The dog that didn't bark

The dog that didn't bark

One of the many mysteries still swirling around the September 11 attack in Benghazi is why the U.S. government seems so indifferent to the progress of the subsequent FBI investigation.

To see what I mean, let’s compare that incident to what happened after the attacks on Khobar Towers in Saudi Arabia in 1996 and the SS Cole in Yemen in 2000.

After the Khobar Towers attack, as Lawrence Wright describes it in The Looming Tower, the FBI obtained immediate access to the site. They complained that the Saudis sought to block the U.S. investigation, refusing to allow them to interview witnesses or question suspects, and withholding information from them. Former FBI director Louis Freeh later charged that the Clinton Administration thwarted his investigation because it implicated Iran. Nevertheless, the FBI in the end identified suspects who were charged in U.S. court (although justice was never done).

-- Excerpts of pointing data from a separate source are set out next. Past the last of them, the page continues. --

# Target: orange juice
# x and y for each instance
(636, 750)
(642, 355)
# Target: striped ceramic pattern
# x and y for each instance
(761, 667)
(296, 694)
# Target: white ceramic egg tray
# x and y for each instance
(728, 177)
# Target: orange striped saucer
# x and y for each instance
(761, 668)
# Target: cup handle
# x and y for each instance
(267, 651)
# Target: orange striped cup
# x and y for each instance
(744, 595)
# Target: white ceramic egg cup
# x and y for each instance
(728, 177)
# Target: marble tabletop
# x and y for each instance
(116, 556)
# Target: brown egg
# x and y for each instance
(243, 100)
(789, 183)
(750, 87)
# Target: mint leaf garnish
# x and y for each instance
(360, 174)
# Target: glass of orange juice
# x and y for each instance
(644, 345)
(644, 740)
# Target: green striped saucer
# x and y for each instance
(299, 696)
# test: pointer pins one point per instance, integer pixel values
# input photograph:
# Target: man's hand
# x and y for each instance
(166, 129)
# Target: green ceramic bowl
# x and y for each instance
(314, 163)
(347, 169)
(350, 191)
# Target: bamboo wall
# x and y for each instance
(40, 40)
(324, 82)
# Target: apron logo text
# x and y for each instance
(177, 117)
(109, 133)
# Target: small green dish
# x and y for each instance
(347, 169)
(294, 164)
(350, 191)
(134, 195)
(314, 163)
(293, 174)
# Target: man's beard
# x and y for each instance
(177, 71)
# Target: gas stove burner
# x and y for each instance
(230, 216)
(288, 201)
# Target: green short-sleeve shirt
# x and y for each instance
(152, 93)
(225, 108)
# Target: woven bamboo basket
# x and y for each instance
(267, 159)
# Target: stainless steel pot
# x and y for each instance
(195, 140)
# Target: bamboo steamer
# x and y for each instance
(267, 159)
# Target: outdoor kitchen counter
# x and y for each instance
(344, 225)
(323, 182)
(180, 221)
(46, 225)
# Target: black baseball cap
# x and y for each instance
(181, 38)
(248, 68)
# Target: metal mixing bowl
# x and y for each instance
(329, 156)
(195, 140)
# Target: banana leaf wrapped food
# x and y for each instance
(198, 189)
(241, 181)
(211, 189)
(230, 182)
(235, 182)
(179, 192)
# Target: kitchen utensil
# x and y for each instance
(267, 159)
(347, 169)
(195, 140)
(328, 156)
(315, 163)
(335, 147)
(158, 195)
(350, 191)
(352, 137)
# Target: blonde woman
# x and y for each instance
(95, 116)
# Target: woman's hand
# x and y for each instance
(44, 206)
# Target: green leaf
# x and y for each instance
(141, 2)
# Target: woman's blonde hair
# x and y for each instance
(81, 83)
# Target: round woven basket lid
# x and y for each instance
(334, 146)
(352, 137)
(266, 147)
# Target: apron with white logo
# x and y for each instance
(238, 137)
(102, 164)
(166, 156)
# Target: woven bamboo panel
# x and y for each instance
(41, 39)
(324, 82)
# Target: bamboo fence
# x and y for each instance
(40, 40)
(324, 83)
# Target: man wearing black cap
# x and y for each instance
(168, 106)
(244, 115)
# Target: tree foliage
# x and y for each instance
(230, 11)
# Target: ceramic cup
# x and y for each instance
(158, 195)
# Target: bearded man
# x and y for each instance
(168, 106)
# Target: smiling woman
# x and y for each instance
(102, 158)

In 2000, after the attack on the SS Cole, conditions were even more difficult. Wright describes how FBI investigators, when not fighting bureaucratic obstacles thrown up by then Ambassador to Yemen Barbara Bodine, feared for their lives on more than one occasion and eventually left their hotel to live on board ship. Yet the investigators persisted, interviewing both victims and suspects,  combing available evidence and assembling a case.

               

Compared to what the FBI was able to accomplish in Saudi Arabia and Yemen, despite difficult conditions, its efforts in Libya appear – at least to the public at large – to be essentially irrelevant. All we know is that it took them so long to get to Benghazi to visit an unprotected crime site that they presumably found little if anything of value to their investigation.

Why the U.S. government seems unconcerned by this delay and why, almost three months later, we still have essentially no information regarding potential suspects, are key questions. This lackadaisical attitude is even more striking when you consider that, during the same period, the FBI was industriously (and covertly) investigating the Director of Central Intelligence, even though it later concluded that neither he nor the various women in his life had damaged national security.

Indeed, the response of the Obama Administration reminds me of the famous Sherlock Holmes story, where the vital clue was the dog that didn’t bark. If we knew why our most senior officials are so uninterested in the FBI’s investigation, we might have a better idea of just what was going on in Benghazi on September 11, 2012.

Gee, do you think that’s why no one is saying anything?